Paula, by the way, is 60 years old and has a long list of accomplishments in the world of entertainment. What I’m interested in exploring here is not just “youth culture,” but how it especially pertains to artists. I’m in no position to guess whether this performance was something Paula really wanted or whether she felt obligated to deliver it; whether it was her idea or someone else’s to show that an ’80’s icon still “has it.”
What I’m curious about is whether it matters if any artist still “has it,” anyway. And why we are not allowed, or do not allow ourselves, to grow. Whether it is society or our own pretenses that lead us to sometimes need to prove we haven’t changed a bit.
Because we have changed! And if we really want to combat youth culture, we need to stop trying to be an older version of our younger selves. And we need our fans to stop expecting us to take them back to their own youth and, instead, invite them to grow along with us.
As many of my artist friends are aging, we’re dealing with this conundrum. Do we continue to do what we’ve always done, even if we can’t do it as we once did? Do we continue to execute projects simply because we’ve gotten really good at them and it’s easier than moving in new directions? Do we hold on to old identities because we’re not sure people will want or accept our new ones? Do we still work as we always have because it feels safer that way (after all the money is guaranteed, the deadlines are known, and the partnerships are in place).
What if we gave our fans the benefit of the doubt, instead, and trusted many of them are true enough to stick with us even if we change? Can we help them grow by not catering to their fantasies that we (and therefore they) are somehow timeless? Can we sometimes—as someone dear to me always says—leave when we’re having the most fun?
Because leaving, changing, defying, and upending isn’t failure. It isn’t wimping out or admitting defeat. It’s nurturing our energy so we can best serve ourselves and others, so we can create something new based on all the skills and knowledge we’ve gained over the years, so we can model for younger artists that our work is not a gilded cage, it’s an ever-growing, ever-changing, ever-curious journey.
As I said, I’m in no position to judge Paula’s decisions or performance, or even to suggest she personally does or does not feel trapped. But from my seat on the couch, what I saw on her face was worry and heavy concentration, and who the heck wouldn’t feel that way tap dancing in high heels on a rickety float at age 60? The fact that she could do it was neither here nor there, to me. At this point, I feel she has nothing left to prove.
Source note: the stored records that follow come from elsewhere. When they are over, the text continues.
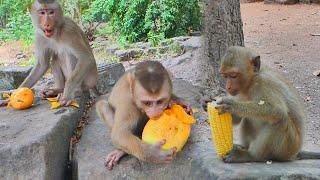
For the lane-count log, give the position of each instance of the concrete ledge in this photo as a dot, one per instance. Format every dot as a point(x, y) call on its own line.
point(95, 144)
point(13, 75)
point(208, 166)
point(34, 143)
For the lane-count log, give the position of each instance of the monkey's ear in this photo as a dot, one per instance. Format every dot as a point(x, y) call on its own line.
point(256, 62)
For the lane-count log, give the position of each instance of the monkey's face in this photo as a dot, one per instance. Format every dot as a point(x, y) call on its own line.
point(152, 104)
point(47, 21)
point(46, 17)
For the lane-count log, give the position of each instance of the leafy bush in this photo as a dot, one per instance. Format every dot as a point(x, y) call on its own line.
point(138, 20)
point(133, 20)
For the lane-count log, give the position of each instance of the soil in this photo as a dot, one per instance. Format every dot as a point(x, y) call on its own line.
point(282, 36)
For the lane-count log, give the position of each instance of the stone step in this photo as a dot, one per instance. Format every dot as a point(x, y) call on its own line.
point(34, 143)
point(95, 143)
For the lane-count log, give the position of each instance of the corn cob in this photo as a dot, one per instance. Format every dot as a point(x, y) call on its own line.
point(221, 130)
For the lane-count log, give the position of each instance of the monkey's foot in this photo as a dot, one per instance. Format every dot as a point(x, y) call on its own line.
point(49, 93)
point(113, 158)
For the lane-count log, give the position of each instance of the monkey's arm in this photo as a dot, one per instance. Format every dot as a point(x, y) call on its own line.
point(177, 100)
point(122, 136)
point(43, 58)
point(271, 110)
point(85, 64)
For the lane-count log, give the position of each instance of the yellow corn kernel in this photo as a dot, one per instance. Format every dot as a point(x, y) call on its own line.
point(221, 130)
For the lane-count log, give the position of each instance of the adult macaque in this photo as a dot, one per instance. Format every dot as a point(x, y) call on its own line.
point(271, 112)
point(142, 93)
point(59, 39)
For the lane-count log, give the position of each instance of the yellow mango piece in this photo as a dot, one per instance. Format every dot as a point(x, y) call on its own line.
point(173, 125)
point(54, 99)
point(21, 98)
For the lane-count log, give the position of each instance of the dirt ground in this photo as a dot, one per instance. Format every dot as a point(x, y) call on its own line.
point(282, 35)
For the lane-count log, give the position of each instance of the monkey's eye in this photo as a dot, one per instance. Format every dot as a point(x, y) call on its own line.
point(159, 102)
point(147, 103)
point(42, 13)
point(51, 12)
point(233, 76)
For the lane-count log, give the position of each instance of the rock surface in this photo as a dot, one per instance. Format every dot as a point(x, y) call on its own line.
point(34, 143)
point(208, 166)
point(95, 144)
point(13, 75)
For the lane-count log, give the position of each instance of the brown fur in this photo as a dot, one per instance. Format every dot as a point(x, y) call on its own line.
point(273, 129)
point(72, 61)
point(151, 75)
point(123, 112)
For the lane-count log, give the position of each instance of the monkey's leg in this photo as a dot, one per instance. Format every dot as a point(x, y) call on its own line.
point(106, 114)
point(105, 111)
point(113, 158)
point(238, 155)
point(260, 146)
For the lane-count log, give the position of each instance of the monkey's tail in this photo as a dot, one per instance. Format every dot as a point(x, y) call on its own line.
point(95, 92)
point(308, 155)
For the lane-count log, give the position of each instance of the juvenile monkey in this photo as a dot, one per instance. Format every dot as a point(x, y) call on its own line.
point(142, 93)
point(60, 40)
point(270, 110)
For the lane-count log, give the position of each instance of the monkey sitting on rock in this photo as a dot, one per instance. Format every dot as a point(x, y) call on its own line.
point(270, 112)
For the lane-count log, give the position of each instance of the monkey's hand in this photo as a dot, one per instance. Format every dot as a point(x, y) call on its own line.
point(155, 154)
point(226, 104)
point(113, 158)
point(64, 101)
point(49, 93)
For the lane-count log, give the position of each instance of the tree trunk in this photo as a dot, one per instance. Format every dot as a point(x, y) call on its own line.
point(222, 28)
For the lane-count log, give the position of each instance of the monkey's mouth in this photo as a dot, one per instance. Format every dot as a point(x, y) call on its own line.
point(48, 32)
point(233, 92)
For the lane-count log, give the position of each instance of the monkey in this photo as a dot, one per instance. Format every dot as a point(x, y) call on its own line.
point(270, 112)
point(60, 40)
point(141, 93)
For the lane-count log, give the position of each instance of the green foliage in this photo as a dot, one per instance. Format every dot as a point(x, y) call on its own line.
point(28, 63)
point(15, 21)
point(132, 20)
point(138, 20)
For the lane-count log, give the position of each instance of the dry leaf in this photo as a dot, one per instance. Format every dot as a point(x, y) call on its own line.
point(261, 102)
point(316, 73)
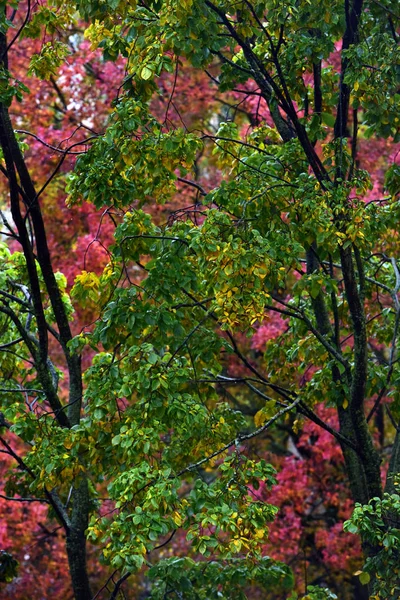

But I, for one, am ready to leave the 80s dance party and see what’s coming next! That’s not to say you won’t catch me kitchen-dancing to “Straight Up.” Good songs and good memories are timeless, but I’d also love to see how my kids or someday-grandkids will bring their own new moves to my favorite songs. Moves that didn’t exist when I was their age. Moves there’s no way I could mimic now. Keeping art relevant, that’s the job of future generations. Our job, as artists, is to keep creating in our chosen arts or in whatever new ways we choose.